Thank you: we had so many memories this week that we will publish more next week.

THE photo is Clarence Place with the cameraman’s back to the river bridge.

The photo was taken before the Cenotaph was built in the early 1920s. Caerleon Road runs away on the left under the railway bridge. The left hand tram is coming out of Chepstow Road and the right hand tram is exiting Corporation Road. A few hundred yards down Corporation Road was the Newport Corporation Electricity Department Power Station and on the same site was the tram and bus depot. The small building with the lattice panels was a shelter for the cab drivers.

Dave Woolven, Newport

l THE location is at the crossroads at the start of Clarence Place, Newport. In the front of the photograph is the Cenotaph which has for many long years been the venue for the annual commemorative services for the servicemen lost in the 1st and 2nd World Wars and the other recent insurrections. Behind the cenotaph is the glass fronted office building which was once the local offices for every mans friend, the inland revenue. To the right just in view is the Artful Dodger pub which has now become the meeting place for fans on their way to Rodney Parade situated just around the corner to support Newport RFC, The Dragons or Newport County AFC. To the left just out of sight is the Health Club which was originally the Newport Transport Club.

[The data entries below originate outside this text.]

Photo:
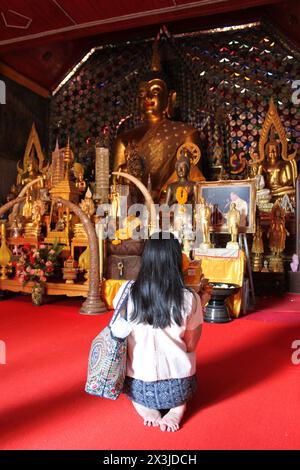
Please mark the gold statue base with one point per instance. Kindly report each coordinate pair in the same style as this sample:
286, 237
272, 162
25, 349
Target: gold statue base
256, 263
276, 264
206, 246
58, 237
232, 245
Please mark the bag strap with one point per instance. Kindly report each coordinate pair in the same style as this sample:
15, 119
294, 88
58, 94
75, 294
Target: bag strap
121, 302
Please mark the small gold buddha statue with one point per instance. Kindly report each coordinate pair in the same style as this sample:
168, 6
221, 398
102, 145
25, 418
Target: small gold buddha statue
278, 173
263, 194
27, 207
158, 138
33, 228
277, 236
203, 216
257, 249
277, 232
233, 220
182, 192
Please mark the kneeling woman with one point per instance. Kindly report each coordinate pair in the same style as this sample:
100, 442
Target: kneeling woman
165, 319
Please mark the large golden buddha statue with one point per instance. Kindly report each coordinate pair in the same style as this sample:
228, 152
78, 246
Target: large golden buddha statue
158, 139
278, 168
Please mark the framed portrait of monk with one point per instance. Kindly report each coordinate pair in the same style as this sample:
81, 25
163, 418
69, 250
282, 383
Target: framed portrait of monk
219, 195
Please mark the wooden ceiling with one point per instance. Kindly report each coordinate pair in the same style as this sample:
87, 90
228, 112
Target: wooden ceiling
42, 40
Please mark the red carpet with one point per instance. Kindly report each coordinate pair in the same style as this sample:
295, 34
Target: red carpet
248, 395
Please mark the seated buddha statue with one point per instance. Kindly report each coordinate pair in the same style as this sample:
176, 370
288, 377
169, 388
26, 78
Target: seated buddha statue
158, 138
181, 192
279, 174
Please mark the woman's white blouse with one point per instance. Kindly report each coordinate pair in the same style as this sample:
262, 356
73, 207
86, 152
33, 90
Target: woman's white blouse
160, 354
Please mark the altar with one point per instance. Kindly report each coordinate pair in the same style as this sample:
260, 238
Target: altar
225, 266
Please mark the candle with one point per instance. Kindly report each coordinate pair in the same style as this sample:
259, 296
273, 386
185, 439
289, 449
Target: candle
102, 174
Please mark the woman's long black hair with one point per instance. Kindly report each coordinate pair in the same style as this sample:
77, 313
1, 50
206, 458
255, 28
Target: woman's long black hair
158, 292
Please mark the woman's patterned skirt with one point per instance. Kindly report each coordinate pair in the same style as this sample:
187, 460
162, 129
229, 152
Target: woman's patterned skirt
162, 394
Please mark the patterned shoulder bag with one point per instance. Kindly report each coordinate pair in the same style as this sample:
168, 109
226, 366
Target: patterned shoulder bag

In 1840 a year after the Chartists march this area was within the parish of Christchurch and was still farm lands with a few scattered small dwellings near the river. The land was farmed by Duckpool Farm, Fair Oak Farm and the nearest large house on this side of the river would have been Maindee House, the home of a local industrialist. At the location of approx. where the Cenotaph is today and recorded in the Parish census of 1841 was a toll house manned by the toll collector Charles Hopkins.

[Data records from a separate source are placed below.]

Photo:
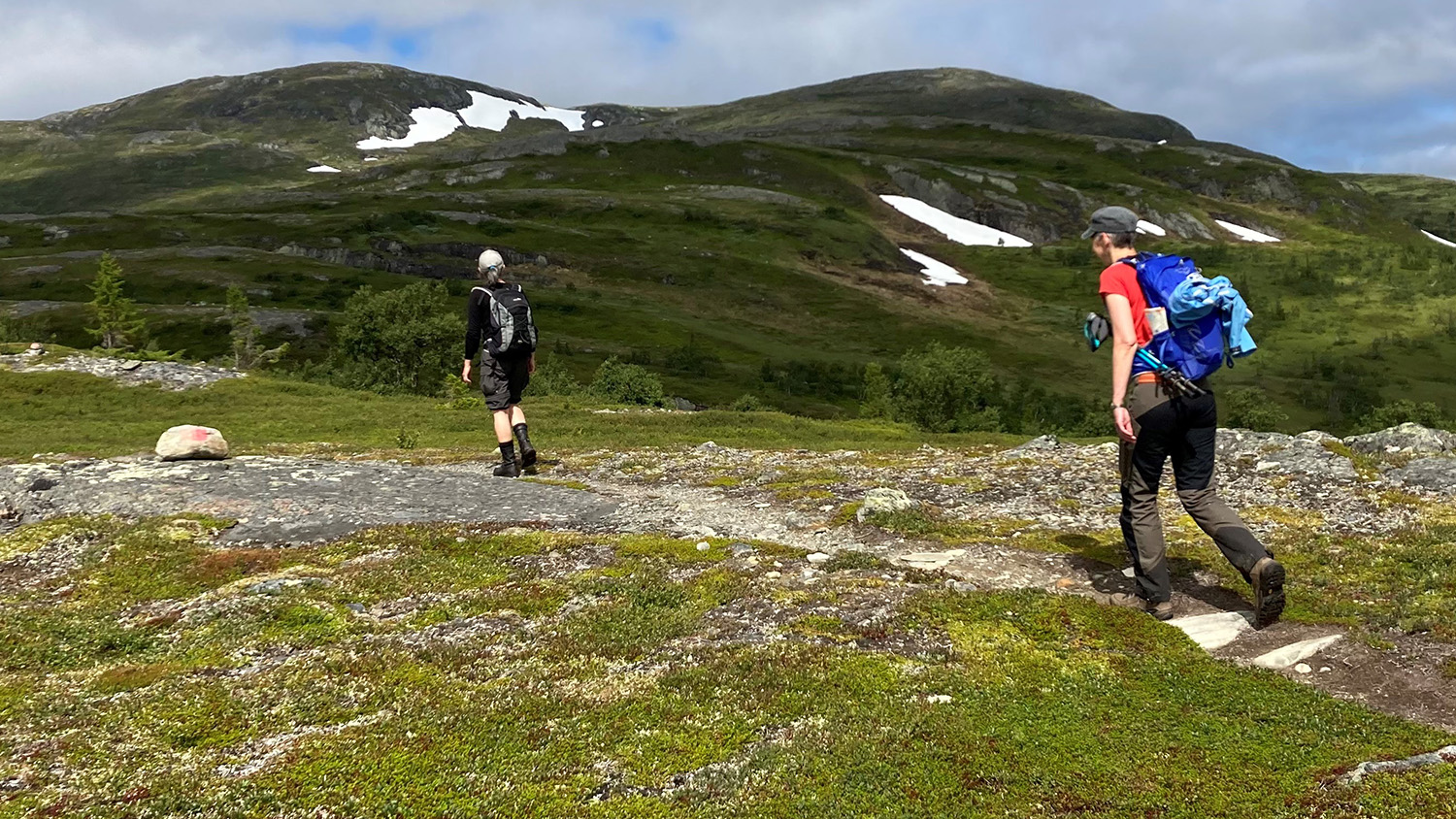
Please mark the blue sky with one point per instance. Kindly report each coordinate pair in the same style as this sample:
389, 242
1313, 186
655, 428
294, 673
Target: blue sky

As the area developed with better roads, a railway, a new bridge across the river Usk, the area of Maindee and the Clarence continued to be developed with businesses, skills, trades and homes constructed all relating to the expanding urban industrial revolution. As can be seen in the older photograph there was by now a fine tram car transport system which extended throughout to the outer limits of the expanding town. Trams can be seen to the right and tram lines to the left with the new Maindee railway bridge in the distance. There are still remains of these rails buried under the road system which often come to view on road excavations in the town area.

John Guy, Newport

l THE Cenotaph at Clarence Place. All sorts of history here about all sorts of things. Although the central part with the Tax Office has changed, many of the older buildings along, Caerleon, Chepstow and Corpa Road are still there. This where the annual Remembrance Day parade ends with the service. Remember marching there with the 7th Newport Scouts in the fifties. What fun eh!